Despite the tenacious winter in the crypto space, Bitcoin [BTC] has emerged as the winner in the payment sector by outpacing payment behemoth PayPal for the second consecutive time. Bitcoin recorded a transaction volume of over $1 trillion, whereas the traditional payment giant PayPal stood at $578.65 billion, nearly half of the former.
The annual transaction value, as charted by a leading statistics portal Statista, showed a tremendous increase in volume since 2013. The yearly transaction volume increased by 23% from 2017 to 2018.
Citing the source of the large Bitcoin volume, the latest Diar research stated:
“… the largest wallets are owned by cryptocurrency exchanges that are holding the coins on behalf of clients. In fact, 3.8% of the total bitcoin supply are currently sitting in the top 5 wallets that are known to be managed by major exchanges – approx. $4.2 billion in value.”
Last year, the World Bank statistics had revealed the growth of remittance market from 2017 to 2018 by 10%, surpassing the previous growth level of around 8% in the year 2017. The bank has further estimated the remittance space to soar by 3.7% to a massive $715 billion in 2019.
This implies a greater adoption of Bitcoin and other cryptocurrencies by extension to facilitate cross-border settlement at a cheaper [than the traditional financial institutions] and a much efficient pace.
The largest crypto asset Bitcoin [BTC] shed nearly 85% of its valuation after the 2017 bull run.
The two silver linings in the longest crypto winter will be the launch of the highly anticipated Bakkt and the Securities and Exchange Commission’s [SEC] green light for the Bitcoin exchange-traded fund ETF.
The payment volume chart published by Statista depicts a gradual increase in the online payment giant’s transaction volume for 2018. Considering the estimated remittance value growth for 2019, the trading volume is also expected to rise, owing to PayPal’s extensive user base.

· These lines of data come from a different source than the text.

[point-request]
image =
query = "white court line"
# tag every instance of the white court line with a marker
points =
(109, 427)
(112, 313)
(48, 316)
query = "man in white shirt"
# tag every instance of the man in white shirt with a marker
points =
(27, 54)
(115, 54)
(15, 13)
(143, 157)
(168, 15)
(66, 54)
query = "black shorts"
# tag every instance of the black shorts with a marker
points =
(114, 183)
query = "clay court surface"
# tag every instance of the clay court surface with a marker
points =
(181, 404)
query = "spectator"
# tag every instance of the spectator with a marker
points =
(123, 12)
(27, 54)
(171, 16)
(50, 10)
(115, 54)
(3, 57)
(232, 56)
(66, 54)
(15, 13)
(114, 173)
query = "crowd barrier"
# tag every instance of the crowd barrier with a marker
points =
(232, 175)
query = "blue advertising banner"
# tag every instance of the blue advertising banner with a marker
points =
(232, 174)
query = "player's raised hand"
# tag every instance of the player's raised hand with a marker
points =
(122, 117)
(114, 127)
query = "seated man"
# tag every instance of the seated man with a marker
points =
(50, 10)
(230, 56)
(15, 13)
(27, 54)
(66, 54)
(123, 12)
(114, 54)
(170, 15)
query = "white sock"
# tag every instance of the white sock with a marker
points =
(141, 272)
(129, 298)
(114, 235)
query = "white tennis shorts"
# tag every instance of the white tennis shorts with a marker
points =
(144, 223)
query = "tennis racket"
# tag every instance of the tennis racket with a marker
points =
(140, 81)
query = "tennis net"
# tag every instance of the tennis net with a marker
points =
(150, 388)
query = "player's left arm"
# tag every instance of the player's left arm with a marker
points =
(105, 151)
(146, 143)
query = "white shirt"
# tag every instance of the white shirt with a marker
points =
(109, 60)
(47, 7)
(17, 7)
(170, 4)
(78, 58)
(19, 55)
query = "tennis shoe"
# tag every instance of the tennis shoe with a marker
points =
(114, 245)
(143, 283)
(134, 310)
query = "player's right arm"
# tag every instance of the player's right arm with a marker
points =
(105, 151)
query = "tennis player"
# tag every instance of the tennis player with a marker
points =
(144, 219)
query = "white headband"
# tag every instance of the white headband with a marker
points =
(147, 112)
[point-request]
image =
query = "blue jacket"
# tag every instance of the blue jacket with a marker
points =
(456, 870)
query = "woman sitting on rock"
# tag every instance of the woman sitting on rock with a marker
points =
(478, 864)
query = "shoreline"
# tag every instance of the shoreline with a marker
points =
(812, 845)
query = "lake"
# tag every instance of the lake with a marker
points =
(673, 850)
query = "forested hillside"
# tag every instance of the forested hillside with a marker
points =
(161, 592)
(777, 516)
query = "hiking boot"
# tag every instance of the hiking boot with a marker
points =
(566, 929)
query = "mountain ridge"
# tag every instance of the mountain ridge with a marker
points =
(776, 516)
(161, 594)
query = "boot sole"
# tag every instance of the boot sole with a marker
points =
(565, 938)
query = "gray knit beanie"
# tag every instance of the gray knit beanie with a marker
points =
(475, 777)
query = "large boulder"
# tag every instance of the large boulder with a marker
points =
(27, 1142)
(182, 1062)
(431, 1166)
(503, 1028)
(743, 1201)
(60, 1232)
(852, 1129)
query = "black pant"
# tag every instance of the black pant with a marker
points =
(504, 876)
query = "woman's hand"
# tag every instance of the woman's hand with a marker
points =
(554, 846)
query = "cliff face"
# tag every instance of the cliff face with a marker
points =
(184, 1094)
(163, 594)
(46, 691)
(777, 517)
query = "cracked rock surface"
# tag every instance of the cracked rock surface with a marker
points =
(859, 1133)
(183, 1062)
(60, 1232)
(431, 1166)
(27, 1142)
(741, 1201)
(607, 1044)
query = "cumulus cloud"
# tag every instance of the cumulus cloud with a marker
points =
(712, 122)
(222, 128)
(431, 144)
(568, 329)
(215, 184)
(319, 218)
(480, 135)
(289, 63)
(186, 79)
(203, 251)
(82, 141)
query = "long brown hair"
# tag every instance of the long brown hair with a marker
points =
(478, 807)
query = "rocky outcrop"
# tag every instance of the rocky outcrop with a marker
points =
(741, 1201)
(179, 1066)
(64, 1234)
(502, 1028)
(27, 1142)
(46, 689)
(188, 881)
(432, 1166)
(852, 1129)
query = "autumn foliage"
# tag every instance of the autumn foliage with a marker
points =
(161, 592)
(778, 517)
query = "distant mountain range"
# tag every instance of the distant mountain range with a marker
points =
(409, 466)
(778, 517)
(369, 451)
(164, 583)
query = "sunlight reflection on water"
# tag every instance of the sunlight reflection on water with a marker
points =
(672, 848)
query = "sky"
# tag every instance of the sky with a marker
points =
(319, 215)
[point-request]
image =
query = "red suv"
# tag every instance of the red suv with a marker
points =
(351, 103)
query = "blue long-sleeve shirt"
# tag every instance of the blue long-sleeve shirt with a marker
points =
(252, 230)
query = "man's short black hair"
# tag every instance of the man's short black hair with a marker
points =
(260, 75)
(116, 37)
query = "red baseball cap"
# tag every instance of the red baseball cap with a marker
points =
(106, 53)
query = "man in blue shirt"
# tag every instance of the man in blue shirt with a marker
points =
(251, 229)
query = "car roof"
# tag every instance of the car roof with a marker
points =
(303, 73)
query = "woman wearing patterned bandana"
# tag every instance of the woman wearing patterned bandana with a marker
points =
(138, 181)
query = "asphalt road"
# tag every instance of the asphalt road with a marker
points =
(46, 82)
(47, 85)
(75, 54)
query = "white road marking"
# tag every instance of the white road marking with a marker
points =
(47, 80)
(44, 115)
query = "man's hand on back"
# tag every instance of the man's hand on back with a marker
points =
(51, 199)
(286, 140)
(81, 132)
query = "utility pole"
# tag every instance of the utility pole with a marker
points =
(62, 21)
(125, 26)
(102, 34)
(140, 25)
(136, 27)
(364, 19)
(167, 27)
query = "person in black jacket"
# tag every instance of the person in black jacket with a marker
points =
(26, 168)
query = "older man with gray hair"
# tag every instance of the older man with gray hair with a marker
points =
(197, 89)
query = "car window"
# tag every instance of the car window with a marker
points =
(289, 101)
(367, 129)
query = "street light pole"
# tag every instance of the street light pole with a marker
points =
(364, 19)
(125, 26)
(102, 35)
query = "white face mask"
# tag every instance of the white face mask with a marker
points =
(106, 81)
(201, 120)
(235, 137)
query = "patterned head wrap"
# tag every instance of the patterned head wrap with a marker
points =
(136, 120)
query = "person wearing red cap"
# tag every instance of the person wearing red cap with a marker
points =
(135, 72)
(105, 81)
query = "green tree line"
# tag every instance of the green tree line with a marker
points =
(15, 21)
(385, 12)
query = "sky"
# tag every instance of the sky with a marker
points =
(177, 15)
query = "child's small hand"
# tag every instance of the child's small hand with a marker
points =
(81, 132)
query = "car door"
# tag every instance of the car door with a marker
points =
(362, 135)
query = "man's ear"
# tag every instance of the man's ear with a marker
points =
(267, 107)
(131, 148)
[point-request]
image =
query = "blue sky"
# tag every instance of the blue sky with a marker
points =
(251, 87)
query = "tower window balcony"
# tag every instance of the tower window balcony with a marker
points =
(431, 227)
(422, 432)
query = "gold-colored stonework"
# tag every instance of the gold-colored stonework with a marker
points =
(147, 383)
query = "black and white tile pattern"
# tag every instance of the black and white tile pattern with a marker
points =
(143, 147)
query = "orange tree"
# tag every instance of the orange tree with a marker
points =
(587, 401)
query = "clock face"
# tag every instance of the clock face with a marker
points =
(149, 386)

Talking about the traditional payment industry, Mahmoud Mohieldin, Senior Vice-President of the 2030 Development Agenda, United Nations Relations, and Partnerships of the World Bank, stated:
“Even with technological advances, remittances fees remain too high, double the SDG target of 3 percent. Opening up markets to competition and promoting the use of low-cost technologies will ease the burden on poorer customers.”